Her parents finally stopped taking Susan to the circus. She had so much fun during the few hours they were there that she cried for days afterward because the rest of life was nothing like it.
I’m sometimes criticized for being cold but I opened up my heart once. All I have to show for it is an STD.
They were teenagers when she traveled across the country for a visit, and there were no cultural activities to entertain her. So they ran through the dollar store and came out covered in tacky jewelry and fake tattoos.
The day he received his rejection letter from Harvard, he buried his face in a towel and wept. He wasn’t sad for himself, but for his parents.
When she thought about him, The Great Thing That Never Was, she could observe herself dissolving into a completely unpredictable mass of emotions and raw nerves. If she saw him again, would she say, “Fuck you,” or ignore him completely, or throw her arms around his neck?
He poured everything he had into his education. By the time he received his Master’s degree, he couldn’t afford to frame the diploma.
They were stupidly passing time, re-telling the worst pick-up lines they’d ever heard. Out of the crowd, one stood out as the clear winner: “Baby, you’re so fine, I’d like to put you on a plate and sop you up with a biscuit!”
They walked into an expensive menswear shop, and the salesman asked rather ridiculously, “What brings you in today?” He raised his eyebrows and smiled, “Fate?”
After a lengthy career of art theft, he was captured, tried, and sentenced to several years in jail. He got out, wrote a book about it, and made more off the royalties than he ever had off stolen art.
After Adam, she decided she would never again date anyone her girlfriends wanted to set her up with. She needed to be able to confide in them but it seemed unfair and unkind to share things like: “Your friend is a premature ejaculator,” or “My massage therapist thinks he’s gay.”
Spring came. Only then did she remember that there was a season apart from winter.
All the other nuns assumed she had joined them because of a shared devotion. She later confessed it was simply because she hadn’t realized that the last man who asked her to marry him would be the last man who asked her to marry him.
He loved their sex life. She loved her rabbit.
When her childhood crush informed her he was getting married, she felt devastated until he added: “We’ve been together so long, I feel like I owe it to her.” Suddenly, she felt very sorry for his fiancée.
We hadn’t seen William in at least two years when we went to pick him up at the train station, and we were killing time waiting for him by pointing out weird people we saw. I was doubled over with laughter having identified someone who looked exactly like William if he became a crazy, disheveled mathematician ten years from now when my friend Nicee gently touched my arm and said, “That is William.”
Their country was in the throes of civil war when his wife received an irresistible job offer in America, and so he followed her and watched the years unfold on her steadily increasing rank and wealth. In time, their children became successful doctors in New York and LA, and still he couldn’t convince himself that they wouldn’t all have been better off staying in the country of his birth.
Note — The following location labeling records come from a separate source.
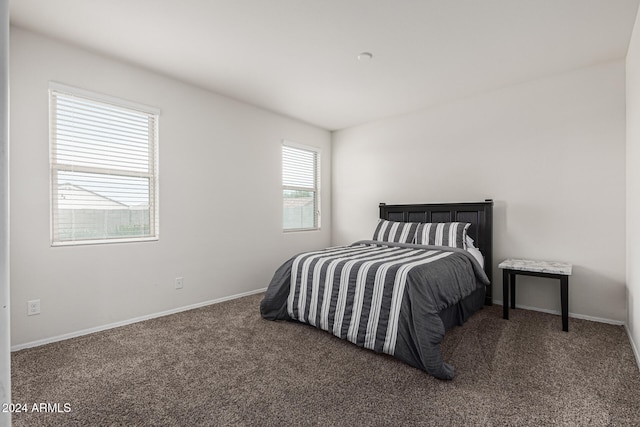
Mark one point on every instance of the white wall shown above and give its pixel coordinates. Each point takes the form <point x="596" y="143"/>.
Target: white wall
<point x="5" y="345"/>
<point x="551" y="153"/>
<point x="220" y="198"/>
<point x="633" y="188"/>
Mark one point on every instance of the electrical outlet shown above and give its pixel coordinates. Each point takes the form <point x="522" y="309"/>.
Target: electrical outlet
<point x="33" y="307"/>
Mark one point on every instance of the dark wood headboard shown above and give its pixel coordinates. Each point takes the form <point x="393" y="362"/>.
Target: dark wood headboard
<point x="478" y="214"/>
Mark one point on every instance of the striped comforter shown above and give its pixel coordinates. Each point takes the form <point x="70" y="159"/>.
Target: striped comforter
<point x="384" y="297"/>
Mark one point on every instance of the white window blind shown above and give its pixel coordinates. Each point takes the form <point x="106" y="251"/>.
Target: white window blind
<point x="300" y="189"/>
<point x="103" y="168"/>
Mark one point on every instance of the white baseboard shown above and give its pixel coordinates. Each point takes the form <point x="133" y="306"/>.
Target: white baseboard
<point x="574" y="315"/>
<point x="130" y="321"/>
<point x="634" y="347"/>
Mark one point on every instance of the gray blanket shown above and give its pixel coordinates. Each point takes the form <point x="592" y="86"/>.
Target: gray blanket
<point x="382" y="296"/>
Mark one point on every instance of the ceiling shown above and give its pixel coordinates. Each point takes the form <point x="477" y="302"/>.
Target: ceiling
<point x="299" y="57"/>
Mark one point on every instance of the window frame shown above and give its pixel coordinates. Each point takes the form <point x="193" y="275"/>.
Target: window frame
<point x="316" y="189"/>
<point x="58" y="89"/>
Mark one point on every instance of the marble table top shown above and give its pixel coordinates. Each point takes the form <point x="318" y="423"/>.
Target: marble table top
<point x="551" y="267"/>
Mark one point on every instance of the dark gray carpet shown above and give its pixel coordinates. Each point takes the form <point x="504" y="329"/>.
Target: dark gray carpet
<point x="225" y="365"/>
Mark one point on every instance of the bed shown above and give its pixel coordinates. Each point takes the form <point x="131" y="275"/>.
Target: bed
<point x="426" y="269"/>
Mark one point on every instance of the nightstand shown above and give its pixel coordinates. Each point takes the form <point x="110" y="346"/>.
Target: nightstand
<point x="550" y="269"/>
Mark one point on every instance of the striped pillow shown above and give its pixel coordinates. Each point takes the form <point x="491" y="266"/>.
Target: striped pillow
<point x="393" y="231"/>
<point x="451" y="234"/>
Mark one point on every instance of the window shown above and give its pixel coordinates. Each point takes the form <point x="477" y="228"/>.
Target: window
<point x="103" y="168"/>
<point x="300" y="188"/>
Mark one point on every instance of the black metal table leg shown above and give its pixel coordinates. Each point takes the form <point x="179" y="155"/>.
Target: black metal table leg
<point x="564" y="300"/>
<point x="505" y="294"/>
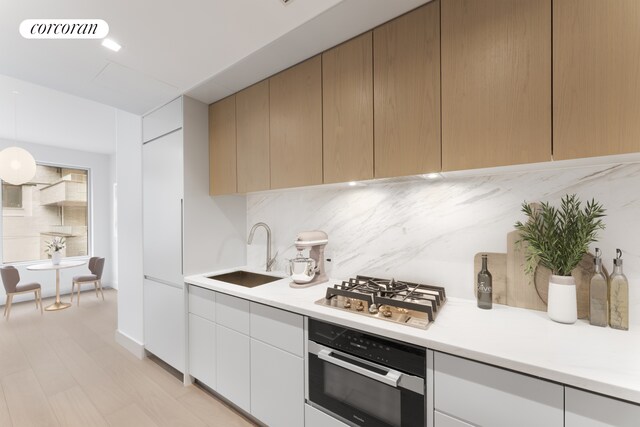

Every fortification has a foundation. If someone has built a wall, it’s because at one point in time or another, they felt insecure.
At the time, it seemed as though they were really having fun together. But in retrospect, she realized she’d only gone out with him for the excuse to wear pretty dresses.
She had always found the botanical gardens incredibly boring. But on her first date with the botanist, he ran around throwing his nose into the best-smelling flowers and guiding her hands over strange-feeling bark; and it was a whole other world.
I asked you what was wrong. You said, “I can’t get drunk enough.”